A Virtual Datasource (VDS) is a datasource which contains an aggregation of datasources that match a specific criteria. This criteria can be specified by the user as a set of conditions that the datasources must match. This set of conditions is defined as the "filter" of the VDS. The set of datasources that match these criteria is defined as "underlying datasources". These criteria are applied to all datasources that belong to the namespace where the VDS is utilized. The aggregation of the VDS can be done on a set of specified channels which may potentially be part of the underlying datasources.

The VDS filter is a set of conditions over the values of specified properties of tags. The VDS filter is explained in more detail in VDS filter

The data to be aggregated is calculated only for the period where the tag's property value of each underlying datasource matches the VDS filter and is valid. This period of validity is called the Active Datasource Range, and it is calculated in a specific manner, which is explained in Filter and VDS timeline

The number of included datasources over time is stored in DATASOURCE_COUNT channel of the VDS. This number also depends on the

VDS filter and VDS timeline

VDS filter

The VDS filter is used to define the datasources that are included in the VDS. For instance, if the user creates a VDS that contains all datasources that contain a specific power level the filter to be created would be something like: power.level = 20, where power is the name of the tag, level is the name of the property belonging to that tag and 20 is the value that must be matched on a datasource in order to belong to this VDS.

The VDS filter may contain multiple conditions that satisfy a multi-condition criteria. This can be set with boolean operators and be separated with brackets. For example a user can define the following filter: (power.level = 20 AND location.country = NL) OR status.active = True.
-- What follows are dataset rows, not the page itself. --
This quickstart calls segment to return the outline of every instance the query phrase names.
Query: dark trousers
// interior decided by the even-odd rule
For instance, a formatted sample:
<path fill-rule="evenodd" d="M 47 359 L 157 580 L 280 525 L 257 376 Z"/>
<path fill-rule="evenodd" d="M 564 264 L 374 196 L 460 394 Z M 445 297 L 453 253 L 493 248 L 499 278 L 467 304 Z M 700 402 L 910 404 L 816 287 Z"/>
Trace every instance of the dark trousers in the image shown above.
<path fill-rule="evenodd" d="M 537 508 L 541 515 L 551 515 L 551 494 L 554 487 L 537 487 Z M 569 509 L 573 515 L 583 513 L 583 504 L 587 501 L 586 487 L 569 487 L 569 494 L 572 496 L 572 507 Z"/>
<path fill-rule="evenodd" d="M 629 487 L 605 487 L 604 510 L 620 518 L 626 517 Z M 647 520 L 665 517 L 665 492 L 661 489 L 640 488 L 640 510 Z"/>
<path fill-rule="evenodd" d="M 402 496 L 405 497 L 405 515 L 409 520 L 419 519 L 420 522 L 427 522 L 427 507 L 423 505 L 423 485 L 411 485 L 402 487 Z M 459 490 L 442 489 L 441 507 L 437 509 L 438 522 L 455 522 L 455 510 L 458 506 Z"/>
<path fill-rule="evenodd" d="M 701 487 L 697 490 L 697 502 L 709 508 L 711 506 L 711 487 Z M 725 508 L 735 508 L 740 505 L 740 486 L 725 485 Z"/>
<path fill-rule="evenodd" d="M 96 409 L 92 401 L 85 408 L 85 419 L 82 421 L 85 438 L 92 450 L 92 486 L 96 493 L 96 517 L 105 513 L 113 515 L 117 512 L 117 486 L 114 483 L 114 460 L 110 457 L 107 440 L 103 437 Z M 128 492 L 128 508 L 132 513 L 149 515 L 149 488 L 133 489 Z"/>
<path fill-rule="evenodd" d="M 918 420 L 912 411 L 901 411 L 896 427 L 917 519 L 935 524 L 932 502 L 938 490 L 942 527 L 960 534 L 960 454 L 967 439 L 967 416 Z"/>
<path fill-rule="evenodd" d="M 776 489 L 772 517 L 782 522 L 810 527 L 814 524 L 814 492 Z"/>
NOTE: to make the filtering logic efficient it is advised to simplify the filter using boolean algebra simplification.

Currently, the filter attribute is a special tag (Tag = group, Property = filter) created in the VDS itself.
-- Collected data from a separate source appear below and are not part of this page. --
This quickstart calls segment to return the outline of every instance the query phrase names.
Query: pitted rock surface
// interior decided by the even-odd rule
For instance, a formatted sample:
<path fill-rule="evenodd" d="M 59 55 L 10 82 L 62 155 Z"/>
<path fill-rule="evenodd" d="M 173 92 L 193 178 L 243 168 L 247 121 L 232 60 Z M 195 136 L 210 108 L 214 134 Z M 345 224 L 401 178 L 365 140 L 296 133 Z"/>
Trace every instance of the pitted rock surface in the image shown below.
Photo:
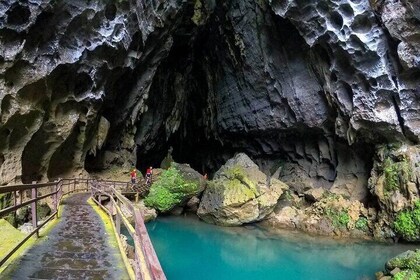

The following video showcases an example of a VDS:

VDS timeline

The VDS timeline is a core concept of the VDS as it reflects how the underlying datasources are active during a specific period of time and how this affects to the aggregation of the VDS. The VDS timeline is calculated taking into account the Valid From attribute of all the tags that are part of the filter and with the conditions specified in the filter, i.e. a datasource is active in the period from the time of the Valid from of the tag (or combination of tags) from the filter and onwards.
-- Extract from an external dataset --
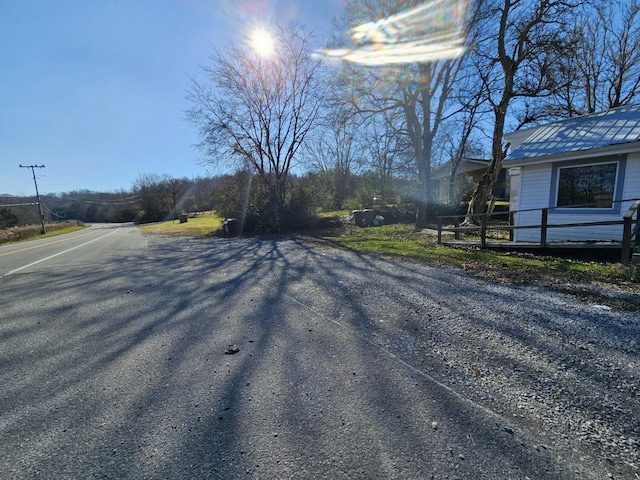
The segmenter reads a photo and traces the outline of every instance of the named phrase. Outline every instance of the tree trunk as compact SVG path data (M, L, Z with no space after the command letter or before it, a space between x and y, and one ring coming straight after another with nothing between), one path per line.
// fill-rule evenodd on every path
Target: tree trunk
M491 189L498 180L500 170L502 170L502 160L506 156L506 148L502 146L502 136L504 135L504 122L509 105L510 98L507 95L502 96L502 100L496 109L496 123L493 129L493 139L491 145L491 162L487 170L482 175L478 186L471 195L469 206L467 207L467 215L464 223L478 224L478 215L487 211L487 202L491 196Z
M422 149L419 155L418 177L420 184L418 186L418 198L416 199L416 229L427 227L427 208L432 202L431 198L431 137L426 136L422 143Z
The following is an example of a tag with a specific Valid from attribute.

The following conditions affect the timeline:

  • If a tag has no Valid from attribute the datasource is considered active from the "beginning", i.e. the earliest channel data is considered active.
  • If the tag is not removed then the datasource is active until the "end", i.e. the latest channel data is considered active.
  • Tags may have multiple versions with different Valid From values, all versions are taken into account.
    • The earliest Valid from is used as the earliest point where the datasource is active.
    • If the tag is removed at a certain point the Valid from of the removal is used as the end of the activity period.
    • If the tag property value does not match in a particular version, then the Valid from of that tag version is used as the end of the activity period.
  • The boolean operations applied on the filter affect the activity period, also taking into account the above rules. For example: if using the operator AND over two or more tags the datasource is active only when all tags are active at the same time. Similarly, if using the operator OR the datasource is active when any of the tags involved in the operation is active.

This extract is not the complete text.